There are several limitations in the present study. First, this study was a single-center, retrospective study with a small subject cohort. We therefore could not perform multivariable analyses adjusting for a sufficient number of confounding factors. Second, missing values for E/e’ were not rare. Third, our results have yet to be verified in an external validation cohort, which limits the generalizability of our results.

Conclusion

Patients displaying characteristics of low LVFS and high E/e’ were associated with AF detection among ESUS patients after ICMs implantation. Assessment of LVFS and E/e’ using standard transthoracic echocardiography may offer a useful surrogate for AF detection by ICMs in ESUS patients. Further validation studies are warranted.

Acknowledgements

None.

Notice of Grant Support

This study was supported in part by a Grant-in-Aid for Scientific Research from the Japan society for the promotion of science (20K16716).

Conflict of Interests

Dr. Ikenouchi reports no disclosures.

Dr. Koge reports lecture fees from Medtronic.

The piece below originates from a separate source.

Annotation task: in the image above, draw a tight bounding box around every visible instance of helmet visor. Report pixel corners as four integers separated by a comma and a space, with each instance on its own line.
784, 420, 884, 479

Dr. Yamaguchi reports no disclosures.

Dr. Egashira reports no disclosures.

Dr. Tanaka reports no disclosures.

Dr. Washida reports no disclosures.

Dr. Nagase is affiliated with the department endowed by Japan Medtronic Inc.

Dr. Kusano reports honoraria from Daiichi-Sankyo, Bristol-Myers Squibb, Biotronik Japan, and Medtronic Japan, and research grants from Medtronic Japan.

Dr. Toyoda reports honoraria from Daiichi-Sankyo, Bayer Yakuhin, Bristol Myers Squibb, Takeda, and Nippon Boehringer Ingelheim, outside the submitted work.

Dr. Ihara reports no disclosures.

Dr. Koga reports clinical research funding from Nippon Boehringer Ingelheim.